Are you ready to become a fraction master? Dividing fractions is a piece of cake once you’ve got the classical operators down pat. The key players here are the multiplication of two fractions and the inverse of a fraction. But wait, there’s more! You’ll also need to know how to add two functions. Don’t worry if you need a refresher on these operators, we’ve got you covered. Let’s dive in and become fraction superheroes!

The aforementioned operations on fractions provide a basis for the justification of the subsequent rule pertaining to the division of fractions.

Fractions division worksheets

Are you ready to take your fraction skills to the next level? Look no further than our exciting fractions division worksheets! These worksheets will challenge you to divide fractions like a pro, with fun and engaging exercises that will keep you on your toes. Whether you’re a math whiz or just starting out, our worksheets are the perfect way to sharpen your skills and boost your confidence. So why wait?

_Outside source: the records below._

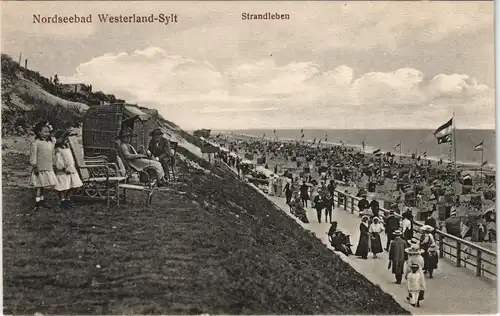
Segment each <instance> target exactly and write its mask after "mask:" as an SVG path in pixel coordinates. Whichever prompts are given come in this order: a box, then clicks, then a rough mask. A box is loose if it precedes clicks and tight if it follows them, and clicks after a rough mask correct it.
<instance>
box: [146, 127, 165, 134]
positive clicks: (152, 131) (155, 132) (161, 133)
mask: <svg viewBox="0 0 500 316" xmlns="http://www.w3.org/2000/svg"><path fill="white" fill-rule="evenodd" d="M153 135H163V131H162V130H161V128H159V127H157V128H155V129H154V130H152V131H151V132H150V133H149V136H153Z"/></svg>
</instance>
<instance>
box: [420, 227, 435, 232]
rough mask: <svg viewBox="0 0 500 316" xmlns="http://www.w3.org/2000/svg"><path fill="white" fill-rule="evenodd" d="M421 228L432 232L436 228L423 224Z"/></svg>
mask: <svg viewBox="0 0 500 316" xmlns="http://www.w3.org/2000/svg"><path fill="white" fill-rule="evenodd" d="M420 230H421V231H423V232H431V231H433V230H434V227H432V226H430V225H423V226H420Z"/></svg>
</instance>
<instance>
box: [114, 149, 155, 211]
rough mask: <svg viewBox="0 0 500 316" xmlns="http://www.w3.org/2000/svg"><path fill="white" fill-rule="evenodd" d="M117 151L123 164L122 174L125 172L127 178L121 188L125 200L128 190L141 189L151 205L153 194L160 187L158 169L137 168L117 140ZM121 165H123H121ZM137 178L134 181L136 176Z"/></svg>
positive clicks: (149, 204)
mask: <svg viewBox="0 0 500 316" xmlns="http://www.w3.org/2000/svg"><path fill="white" fill-rule="evenodd" d="M116 153H117V159H119V162H118V164H120V162H121V164H122V165H123V169H124V170H122V174H124V176H125V178H126V180H125V183H120V184H119V188H120V189H122V190H123V201H124V202H125V201H126V198H127V195H126V194H127V190H135V191H140V192H141V193H142V194H143V196H144V197H145V198H146V204H147V205H150V204H151V202H152V199H153V195H154V193H155V192H156V190H157V189H158V180H157V174H156V170H155V169H154V168H153V167H151V168H148V167H147V168H145V169H137V168H135V167H134V166H132V165H131V164H129V163H128V161H127V159H125V156H124V154H123V152H122V149H121V148H120V143H119V142H116ZM120 167H121V166H120ZM136 176H137V178H138V179H137V180H136V181H134V178H136Z"/></svg>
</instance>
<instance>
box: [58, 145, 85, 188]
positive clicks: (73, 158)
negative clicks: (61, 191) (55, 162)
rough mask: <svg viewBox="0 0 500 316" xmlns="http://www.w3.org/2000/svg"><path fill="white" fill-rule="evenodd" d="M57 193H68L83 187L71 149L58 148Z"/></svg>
mask: <svg viewBox="0 0 500 316" xmlns="http://www.w3.org/2000/svg"><path fill="white" fill-rule="evenodd" d="M55 159H56V168H57V171H56V177H57V184H56V186H55V187H54V190H56V191H67V190H70V189H75V188H79V187H81V186H83V183H82V180H81V179H80V177H79V176H78V172H77V170H76V166H75V159H74V158H73V154H72V152H71V149H70V148H56V158H55Z"/></svg>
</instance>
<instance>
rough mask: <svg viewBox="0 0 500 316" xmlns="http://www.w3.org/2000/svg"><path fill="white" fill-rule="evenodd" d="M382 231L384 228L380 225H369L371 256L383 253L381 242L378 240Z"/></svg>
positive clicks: (380, 224) (377, 224)
mask: <svg viewBox="0 0 500 316" xmlns="http://www.w3.org/2000/svg"><path fill="white" fill-rule="evenodd" d="M383 231H384V226H383V225H382V224H380V223H378V224H375V223H373V224H371V225H370V229H369V232H370V235H371V240H370V241H371V247H370V248H371V249H370V250H371V252H372V253H373V254H375V255H376V254H377V253H381V252H382V251H383V249H382V240H381V239H380V233H381V232H383Z"/></svg>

Dive into the world of fractions division today and see just how far you can go!

Conclusion

Dividing fractions may have seemed daunting at first, but the “Invert and Multiply” rule simplifies the process significantly. With practice, you’ll become proficient in dividing fractions, a skill that finds applications in various real-world scenarios, from recipes in the kitchen to complex mathematical calculations. Remember, mastering this skill is about understanding the concept and applying the straightforward steps outlined in this guide.

The process of simplifying fractions is a fundamental mathematical concept that involves reducing a given fraction to its lowest possible terms. This process is essential in various mathematical applications, including algebra, geometry, and calculus.

How to simplify fractions

Are you ready to simplify fractions like a pro? It’s all about reducing them to their simplest form, where the top and bottom numbers have no common factors except for 1. We call these simplified fractions “lowest terms” or “reduced fractions.” So let’s get started and make math a breeze!

Simplifying fractions: Examples

Conclusion

To simplify a fraction, one must divide both the numerator and denominator by their greatest common factor (GCF). The GCF is the largest number that divides both the numerator and denominator without leaving a remainder. By dividing both the numerator and denominator by the GCF, the fraction is reduced to its simplest form. This simplification process is crucial in solving mathematical problems that involve fractions, as it allows for easier manipulation and calculation. Therefore, mastering the skill of simplifying fractions is essential for any student or individual seeking to excel in mathematics.